Class: Postburner::Scheduler

Inherits:
Object
  • Object
show all
Defined in:
lib/postburner/scheduler.rb

Overview

Lightweight scheduler that acts as a safety net for recurring job execution.

Unlike traditional schedulers that poll for due jobs, Postburner uses **immediate enqueue** where executions are created and immediately queued to Beanstalkd’s delayed queue. The scheduler acts as a **watchdog safety net** to ensure every schedule has a future execution queued.

## Architecture

This class is NOT persisted to the database. It’s instantiated on-the-fly by workers when they reserve a watchdog job from the scheduler tube. The watchdog is ephemeral data in Beanstalkd with this payload:

{ "scheduler": true, "interval": 300 }

No dedicated scheduler process is needed - existing workers handle everything.

## Watchdog Pattern

  1. Workers automatically watch the ‘scheduler’ tube

  2. On reserve timeout, workers check if watchdog exists and create if missing

  3. When worker reserves watchdog, it instantiates Postburner::Scheduler

  4. Scheduler executes with PostgreSQL advisory lock for coordination

  5. After completion, watchdog re-queues itself with delay for next interval

## Safety Net Functions

The watchdog performs three safety net functions:

  1. Auto-bootstrap: Creates first execution for schedules that haven’t been started

  2. **Future execution guarantee**: Ensures each schedule has a future execution queued

  3. **Orphan cleanup**: Enqueues any pending executions that weren’t properly queued

Note: For Postburner::Job schedules, a before_attempt callback creates the next execution when the current job runs, providing immediate pickup without waiting for the watchdog. The watchdog is just the safety net.

## Configuration

Add to config/postburner.yml:

production:
  scheduler_interval: 300  # Check every 5 minutes (default)
  scheduler_priority: 100  # Watchdog priority (default)

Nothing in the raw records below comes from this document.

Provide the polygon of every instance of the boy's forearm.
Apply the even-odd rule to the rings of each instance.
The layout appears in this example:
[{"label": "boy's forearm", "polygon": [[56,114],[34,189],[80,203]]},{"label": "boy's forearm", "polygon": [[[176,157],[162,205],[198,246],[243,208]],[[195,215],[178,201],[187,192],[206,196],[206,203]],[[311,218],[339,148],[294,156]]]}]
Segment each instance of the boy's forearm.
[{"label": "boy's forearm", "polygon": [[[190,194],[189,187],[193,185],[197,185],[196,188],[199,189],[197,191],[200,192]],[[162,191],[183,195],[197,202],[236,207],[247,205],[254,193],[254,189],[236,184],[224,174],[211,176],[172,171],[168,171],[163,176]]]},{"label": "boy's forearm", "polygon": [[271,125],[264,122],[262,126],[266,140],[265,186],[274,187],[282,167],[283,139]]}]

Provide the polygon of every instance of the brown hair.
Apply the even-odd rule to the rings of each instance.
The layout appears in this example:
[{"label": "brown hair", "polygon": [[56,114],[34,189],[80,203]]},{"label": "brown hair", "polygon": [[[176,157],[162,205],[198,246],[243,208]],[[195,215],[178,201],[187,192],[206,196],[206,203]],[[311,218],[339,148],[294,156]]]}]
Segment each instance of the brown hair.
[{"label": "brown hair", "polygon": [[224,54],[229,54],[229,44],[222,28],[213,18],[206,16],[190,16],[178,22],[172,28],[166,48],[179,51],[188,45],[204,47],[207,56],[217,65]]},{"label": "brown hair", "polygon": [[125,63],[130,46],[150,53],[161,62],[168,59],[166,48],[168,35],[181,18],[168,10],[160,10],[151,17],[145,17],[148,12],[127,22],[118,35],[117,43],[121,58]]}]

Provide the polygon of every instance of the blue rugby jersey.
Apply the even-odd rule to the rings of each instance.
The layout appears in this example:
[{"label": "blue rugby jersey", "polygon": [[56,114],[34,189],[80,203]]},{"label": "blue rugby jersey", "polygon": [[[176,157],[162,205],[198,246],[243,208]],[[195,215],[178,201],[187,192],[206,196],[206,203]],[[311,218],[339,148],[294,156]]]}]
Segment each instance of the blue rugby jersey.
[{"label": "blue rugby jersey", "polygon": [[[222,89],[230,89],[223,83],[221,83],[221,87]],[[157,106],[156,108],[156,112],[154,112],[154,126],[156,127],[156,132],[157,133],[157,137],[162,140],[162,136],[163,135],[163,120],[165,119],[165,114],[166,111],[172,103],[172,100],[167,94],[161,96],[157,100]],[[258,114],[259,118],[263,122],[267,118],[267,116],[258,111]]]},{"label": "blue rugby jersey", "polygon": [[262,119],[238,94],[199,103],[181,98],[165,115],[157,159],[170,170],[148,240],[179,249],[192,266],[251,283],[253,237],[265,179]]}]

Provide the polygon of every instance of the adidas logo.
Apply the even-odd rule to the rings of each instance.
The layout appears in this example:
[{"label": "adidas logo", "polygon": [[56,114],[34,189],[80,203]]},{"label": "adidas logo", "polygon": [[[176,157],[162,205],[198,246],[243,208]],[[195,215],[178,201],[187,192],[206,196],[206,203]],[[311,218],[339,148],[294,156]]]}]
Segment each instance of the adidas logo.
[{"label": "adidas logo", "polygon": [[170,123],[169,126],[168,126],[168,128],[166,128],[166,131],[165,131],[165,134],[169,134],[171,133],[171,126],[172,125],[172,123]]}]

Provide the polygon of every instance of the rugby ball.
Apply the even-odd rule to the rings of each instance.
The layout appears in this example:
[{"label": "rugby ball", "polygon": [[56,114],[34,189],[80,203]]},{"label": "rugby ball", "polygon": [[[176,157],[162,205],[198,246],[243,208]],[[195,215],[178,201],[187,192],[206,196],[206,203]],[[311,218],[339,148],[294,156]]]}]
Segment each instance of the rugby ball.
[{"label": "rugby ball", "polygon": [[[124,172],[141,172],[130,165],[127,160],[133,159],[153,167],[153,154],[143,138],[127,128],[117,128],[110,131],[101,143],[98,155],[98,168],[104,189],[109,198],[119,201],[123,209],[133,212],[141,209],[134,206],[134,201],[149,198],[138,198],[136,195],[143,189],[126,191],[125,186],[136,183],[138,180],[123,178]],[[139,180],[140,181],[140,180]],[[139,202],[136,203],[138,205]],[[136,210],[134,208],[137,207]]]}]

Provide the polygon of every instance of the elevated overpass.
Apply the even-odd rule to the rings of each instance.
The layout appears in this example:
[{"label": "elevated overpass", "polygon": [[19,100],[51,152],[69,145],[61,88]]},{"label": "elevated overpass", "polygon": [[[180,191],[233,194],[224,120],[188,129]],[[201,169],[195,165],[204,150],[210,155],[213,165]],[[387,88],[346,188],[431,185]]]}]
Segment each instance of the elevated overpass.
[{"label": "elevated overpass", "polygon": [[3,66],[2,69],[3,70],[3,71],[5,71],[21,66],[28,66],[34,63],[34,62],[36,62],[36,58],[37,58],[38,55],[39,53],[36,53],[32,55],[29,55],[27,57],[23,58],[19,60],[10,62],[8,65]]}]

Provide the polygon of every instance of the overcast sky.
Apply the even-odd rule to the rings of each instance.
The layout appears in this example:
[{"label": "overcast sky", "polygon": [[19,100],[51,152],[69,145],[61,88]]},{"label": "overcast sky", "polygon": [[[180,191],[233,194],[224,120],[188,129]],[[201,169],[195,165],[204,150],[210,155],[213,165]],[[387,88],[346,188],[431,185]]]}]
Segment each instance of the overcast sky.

The interval primarily affects:

  • How quickly new schedules are auto-bootstrapped (if you don’t call start!)

  • Recovery time if an execution somehow fails to enqueue

  • How often last_audit_at is updated for monitoring

Since executions are enqueued immediately to Beanstalkd’s delayed queue, the watchdog interval doesn’t affect execution timing - only the safety net checks.

## Execution Flow

  1. Worker reserves watchdog from scheduler tube

  2. Instantiates Scheduler with interval from payload

  3. Scheduler#perform acquires PostgreSQL advisory lock

  4. Processes all enabled schedules:

    • Auto-bootstraps unstarted schedules (creates + enqueues first execution)

    • Ensures future execution exists (creates + enqueues if missing)

    • Enqueues any orphaned pending executions

    • Updates last_audit_at timestamp

  5. Re-queues watchdog with delay for next interval

## Observability

Monitor scheduler health via last_audit_at:

stale = Postburner::Schedule.enabled
  .where('last_audit_at < ?', 15.minutes.ago)
  .or(Postburner::Schedule.where(last_audit_at: nil))

Examples:

Watchdog payload in Beanstalkd

{
  "scheduler": true,
  "interval": 300
}

Manual watchdog creation (usually automatic)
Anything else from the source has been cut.